Bien sûr, faire face aux nouveaux risques engendrés par les modifications profondes du monde du travail impose de mettre en place un dialogue social constructif entre les partenaires sociaux. Pour y parvenir, il est indispensable de saisir les dispositifs réglementaires existants qu’il conviendra d’amender pour créer une approche structurelle de la santé au travail, prenant en compte l’usage des nouvelles technologies et de l’intelligence artificielle.

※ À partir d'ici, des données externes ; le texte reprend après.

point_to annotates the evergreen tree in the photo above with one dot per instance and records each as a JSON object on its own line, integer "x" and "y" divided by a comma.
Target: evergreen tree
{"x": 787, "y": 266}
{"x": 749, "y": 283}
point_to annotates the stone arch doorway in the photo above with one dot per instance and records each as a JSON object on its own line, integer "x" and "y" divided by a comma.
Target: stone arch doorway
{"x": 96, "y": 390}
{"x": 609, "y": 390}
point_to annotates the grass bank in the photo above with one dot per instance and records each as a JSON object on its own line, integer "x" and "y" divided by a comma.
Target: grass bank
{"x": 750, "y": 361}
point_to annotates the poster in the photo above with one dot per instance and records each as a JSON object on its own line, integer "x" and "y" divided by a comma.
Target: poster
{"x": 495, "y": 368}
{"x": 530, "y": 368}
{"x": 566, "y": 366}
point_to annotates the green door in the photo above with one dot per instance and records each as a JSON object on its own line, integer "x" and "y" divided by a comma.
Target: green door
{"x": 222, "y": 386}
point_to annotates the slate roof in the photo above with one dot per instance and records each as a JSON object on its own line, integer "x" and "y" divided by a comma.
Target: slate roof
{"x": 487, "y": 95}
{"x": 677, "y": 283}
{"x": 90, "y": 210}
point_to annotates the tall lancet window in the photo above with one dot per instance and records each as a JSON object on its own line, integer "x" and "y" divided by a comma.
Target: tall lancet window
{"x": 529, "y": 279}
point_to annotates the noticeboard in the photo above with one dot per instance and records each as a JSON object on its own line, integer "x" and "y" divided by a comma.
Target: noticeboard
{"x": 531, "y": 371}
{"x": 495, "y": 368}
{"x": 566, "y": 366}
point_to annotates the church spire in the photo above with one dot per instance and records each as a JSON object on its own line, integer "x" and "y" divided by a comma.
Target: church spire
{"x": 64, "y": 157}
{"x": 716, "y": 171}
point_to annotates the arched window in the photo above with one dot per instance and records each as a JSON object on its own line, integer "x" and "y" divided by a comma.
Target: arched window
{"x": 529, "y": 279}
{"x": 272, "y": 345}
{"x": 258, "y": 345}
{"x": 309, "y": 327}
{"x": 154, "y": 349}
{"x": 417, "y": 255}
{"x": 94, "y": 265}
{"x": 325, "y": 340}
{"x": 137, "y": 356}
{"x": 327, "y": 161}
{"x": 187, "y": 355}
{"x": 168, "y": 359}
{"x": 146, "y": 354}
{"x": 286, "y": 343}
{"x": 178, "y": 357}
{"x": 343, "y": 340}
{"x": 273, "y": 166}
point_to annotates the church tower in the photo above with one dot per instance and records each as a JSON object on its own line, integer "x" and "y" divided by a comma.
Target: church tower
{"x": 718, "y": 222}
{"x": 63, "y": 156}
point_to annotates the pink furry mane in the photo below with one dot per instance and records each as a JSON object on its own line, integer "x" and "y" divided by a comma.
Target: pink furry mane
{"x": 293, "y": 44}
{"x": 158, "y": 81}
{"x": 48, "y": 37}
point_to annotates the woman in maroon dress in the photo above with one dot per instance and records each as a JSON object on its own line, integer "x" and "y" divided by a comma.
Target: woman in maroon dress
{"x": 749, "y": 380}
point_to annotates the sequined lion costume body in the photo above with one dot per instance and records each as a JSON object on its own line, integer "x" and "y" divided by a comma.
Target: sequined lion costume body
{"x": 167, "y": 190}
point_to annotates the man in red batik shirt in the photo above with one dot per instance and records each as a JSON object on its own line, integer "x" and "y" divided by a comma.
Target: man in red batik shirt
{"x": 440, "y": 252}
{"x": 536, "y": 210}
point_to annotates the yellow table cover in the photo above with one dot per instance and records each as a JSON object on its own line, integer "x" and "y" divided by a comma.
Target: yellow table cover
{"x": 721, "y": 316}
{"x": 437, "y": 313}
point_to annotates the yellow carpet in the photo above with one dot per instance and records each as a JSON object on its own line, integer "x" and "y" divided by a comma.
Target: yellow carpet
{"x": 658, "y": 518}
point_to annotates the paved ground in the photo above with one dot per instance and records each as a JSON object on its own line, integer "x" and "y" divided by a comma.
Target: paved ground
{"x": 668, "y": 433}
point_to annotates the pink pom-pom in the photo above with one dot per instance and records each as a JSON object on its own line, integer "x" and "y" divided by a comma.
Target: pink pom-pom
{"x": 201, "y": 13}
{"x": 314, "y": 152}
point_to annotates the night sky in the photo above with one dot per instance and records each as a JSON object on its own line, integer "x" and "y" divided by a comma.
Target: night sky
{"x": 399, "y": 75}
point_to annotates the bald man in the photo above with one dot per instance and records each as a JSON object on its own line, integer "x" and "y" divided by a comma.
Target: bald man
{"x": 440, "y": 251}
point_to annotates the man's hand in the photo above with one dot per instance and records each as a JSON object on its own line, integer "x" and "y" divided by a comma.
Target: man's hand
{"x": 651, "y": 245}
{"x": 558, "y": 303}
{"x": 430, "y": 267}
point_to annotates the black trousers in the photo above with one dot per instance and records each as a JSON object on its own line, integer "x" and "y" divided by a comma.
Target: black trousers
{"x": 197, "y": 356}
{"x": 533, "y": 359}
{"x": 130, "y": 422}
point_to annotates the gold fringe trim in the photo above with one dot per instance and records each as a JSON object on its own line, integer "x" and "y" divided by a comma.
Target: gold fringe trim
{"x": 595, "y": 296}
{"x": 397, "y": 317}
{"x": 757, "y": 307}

L’évolution du travail par le numérique

L’omniprésence des nouvelles technologies et, en particulier de l’intelligence artificielle, questionne notre société. Bien plus que les changements techniques, émergent des changements organisationnels et relationnels qu’il est urgent d’appréhender afin de pouvoir, d’une part, protéger la santé des travailleurs et, d’autre part, favoriser la performance des organisations.

Aujourd’hui, il semble difficile, voire impossible, de ne pas être associé à un logiciel, un robot ou à des applications utilisant l’intelligence artificielle pour exécuter une tâche. Toutefois, bien plus que le contenu du travail, c’est l’organisation du travail dans son ensemble qui est touchée. Tous ces changements ne sont pas sans effets sur la charge de travail, notamment cognitive, des salariés. Comprendre les effets sur la charge de travail implique d’analyser les éléments relatifs au temps de travail, aux conditions physiques d’exécution de la prestation de travail et aux exigences psychologiques sur le lieu de travail. Par ailleurs, doivent être étudiés les contraintes et risques physiques, la pression temporelle, l’autonomie ou encore les situations de harcèlement moral.

Un rapport d’information du Sénat relatif aux nouveaux modes de travail et de management[1] soutient que le télétravail peut revêtir un caractère maltraitant, dès lors que cette organisation de travail peut générer « une intensification du travail, une fragilisation du collectif de travail, une surcharge de travail pour certains salariés en même temps que d’autres sont en sous-charge, une porosité accrue de la frontière entre vie personnelle et professionnelle »[2] ou encore des difficultés relationnelles avec la hiérarchie[3]. Ici, sont particulièrement visées les personnes vulnérables, à savoir les personnes en situation de handicap, les seniors et les jeunes travailleurs qui ne seraient pas suffisamment pris en compte dans les procédures, les règlements ou les accords collectifs. Cependant, bien plus que le télétravail, l’intelligence artificielle comporte aussi des risques. Sans occulter le rôle central de l’intelligence artificielle dans l’évolution de la société, en particulier en matière économique et d’emploi[4], l’intelligence artificielle peut avoir des effets délétères sur la production et la santé in fine. Dialoguer avec un système d’intelligence artificielle peut réduire l’autonomie du travailleur, limiter sa capacité d’interaction et réduire les contacts humains. L’Organisation de coopération et de développement économiques (OCDE) relève que ces changements peuvent se traduire par « un isolement social, un recul du bien-être des travailleurs et, à l’extrême, une perte de dignité dans le travail »[5]. En outre, la doctrine relève l’existence d’un risque de déshumanisation des conditions de travail[6]. Or, priver l’individu de cette activité fondamentalement humaine qu’est le travail peut caractériser une forme de maltraitance, en portant une atteinte disproportionnée à son identité.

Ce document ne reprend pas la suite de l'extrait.